While leaving, Lise and Helen encounter the scene of a car accident. Lise is injured while fleeing, whereupon a young man named Carlo carries her into his car. As he drives off with her, Lise quickly becomes agitated and demands to be let out, reaffirming her disinterest in sex and proclaiming that she is already late for a date. Carlo finally stops the car, but instead of freeing Lise, he attempts to rape her. Lise escapes and steals his car, which she uses to drive herself back to the hotel.

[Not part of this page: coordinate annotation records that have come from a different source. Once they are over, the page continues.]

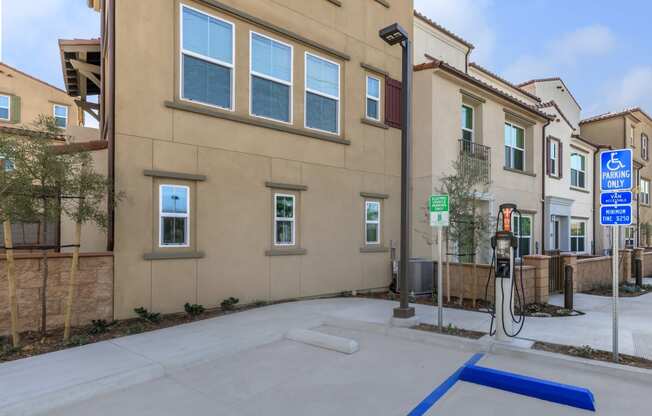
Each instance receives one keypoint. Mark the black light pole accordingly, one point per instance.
(394, 34)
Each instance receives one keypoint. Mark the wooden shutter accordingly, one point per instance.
(393, 89)
(14, 106)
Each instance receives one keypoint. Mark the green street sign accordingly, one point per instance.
(439, 208)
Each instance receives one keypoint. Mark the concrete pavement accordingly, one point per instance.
(248, 357)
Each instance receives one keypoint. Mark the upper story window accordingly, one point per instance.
(271, 78)
(373, 98)
(467, 123)
(372, 222)
(174, 213)
(284, 220)
(645, 149)
(5, 107)
(60, 113)
(207, 57)
(644, 191)
(514, 147)
(578, 170)
(322, 94)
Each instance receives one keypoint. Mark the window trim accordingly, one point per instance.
(54, 113)
(371, 97)
(293, 220)
(8, 107)
(367, 203)
(472, 129)
(583, 156)
(308, 90)
(571, 236)
(175, 215)
(511, 153)
(253, 73)
(231, 66)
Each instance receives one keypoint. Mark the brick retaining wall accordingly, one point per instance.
(93, 296)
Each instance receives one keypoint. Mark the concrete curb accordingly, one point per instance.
(44, 402)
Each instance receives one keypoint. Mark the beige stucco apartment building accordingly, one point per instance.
(251, 142)
(461, 109)
(630, 129)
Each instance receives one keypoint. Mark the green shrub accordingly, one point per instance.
(193, 310)
(229, 303)
(99, 326)
(151, 317)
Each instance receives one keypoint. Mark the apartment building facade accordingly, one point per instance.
(569, 216)
(627, 129)
(461, 109)
(254, 146)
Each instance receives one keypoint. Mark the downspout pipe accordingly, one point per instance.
(544, 161)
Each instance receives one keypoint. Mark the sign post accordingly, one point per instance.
(616, 177)
(438, 207)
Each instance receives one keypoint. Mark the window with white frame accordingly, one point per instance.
(578, 170)
(467, 123)
(5, 107)
(174, 215)
(522, 226)
(284, 219)
(630, 236)
(645, 150)
(372, 222)
(578, 236)
(322, 94)
(644, 191)
(553, 152)
(60, 113)
(373, 98)
(514, 147)
(207, 58)
(271, 78)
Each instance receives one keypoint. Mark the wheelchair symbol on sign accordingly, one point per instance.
(614, 164)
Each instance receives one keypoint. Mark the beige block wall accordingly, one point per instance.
(231, 219)
(36, 97)
(93, 298)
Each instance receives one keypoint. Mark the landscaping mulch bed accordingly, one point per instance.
(626, 290)
(451, 330)
(593, 354)
(536, 310)
(33, 344)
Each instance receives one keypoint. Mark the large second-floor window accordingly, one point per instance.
(645, 149)
(206, 59)
(60, 113)
(644, 191)
(578, 170)
(514, 147)
(322, 94)
(467, 123)
(271, 78)
(5, 105)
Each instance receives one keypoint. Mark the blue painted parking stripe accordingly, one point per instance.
(437, 394)
(574, 396)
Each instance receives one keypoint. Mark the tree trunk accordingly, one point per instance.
(71, 282)
(11, 279)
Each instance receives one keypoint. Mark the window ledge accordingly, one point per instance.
(373, 123)
(174, 255)
(286, 252)
(258, 122)
(578, 189)
(522, 172)
(374, 249)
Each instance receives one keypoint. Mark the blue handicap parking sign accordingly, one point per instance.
(616, 215)
(616, 171)
(615, 198)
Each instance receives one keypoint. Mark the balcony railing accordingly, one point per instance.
(475, 159)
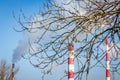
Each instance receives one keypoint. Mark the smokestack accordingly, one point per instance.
(13, 65)
(71, 62)
(107, 61)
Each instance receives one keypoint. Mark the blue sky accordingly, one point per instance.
(9, 38)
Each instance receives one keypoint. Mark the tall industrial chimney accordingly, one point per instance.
(71, 62)
(13, 65)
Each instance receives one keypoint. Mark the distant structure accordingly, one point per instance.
(107, 61)
(71, 62)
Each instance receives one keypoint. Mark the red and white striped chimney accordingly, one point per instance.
(13, 65)
(71, 62)
(107, 61)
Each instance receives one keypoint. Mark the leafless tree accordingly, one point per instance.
(6, 71)
(62, 23)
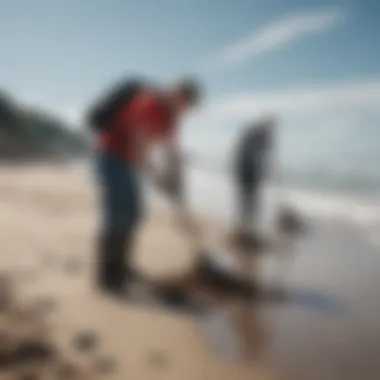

Lise eventually encounters Pierre, revealed to be the same man who fled the airplane, in a public park. Despite her early reservations about him due to their age difference, she immediately identifies him as "the one" who will realize her fantasy. She begs Pierre to murder her, offering him a dagger and giving him a list of specific instructions on how she wishes to be stabbed, and is undeterred by his desperate insistence that he does not want to hurt her. He eventually reluctantly agrees and binds her wrists and ankles with the scarves she purchased before stabbing her repeatedly in the chest while she loudly encourages him to carry out the actions. The following morning, a group of investigators find her body.

Lise's story is interspersed with scenes of the local police interviewing the various people who had interacted with Lise in the events leading up to her murder, trying to ascertain what has happened to her and the reasoning for her erratic behavior prior to her death.

==Cast==
- Elizabeth Taylor as Lise
- Ian Bannen as Bill
- Guido Mannari as Carlo
- Mona Washbourne as Mrs. Helen Fiedke
- Luigi Squarzina as Lead Detective
- Maxence Mailfort as Pierre
- Andy Warhol as English Lord
- Anita Bartolucci as Saleswoman
- Gino Giuseppe as Police Commissioner

== Release ==
When producer Franco Rossellini and director Giuseppe Patroni Griffi submitted the film to the Cannes Film Festival, it was dismissed as too commercial. Angered by the rejection, they staged a rival world premiere in Monte Carlo. Elizabeth Taylor and Andy Warhol attended, with Princess Grace and Prince Rainier hosting the premiere, which benefited the Monaco Red Cross.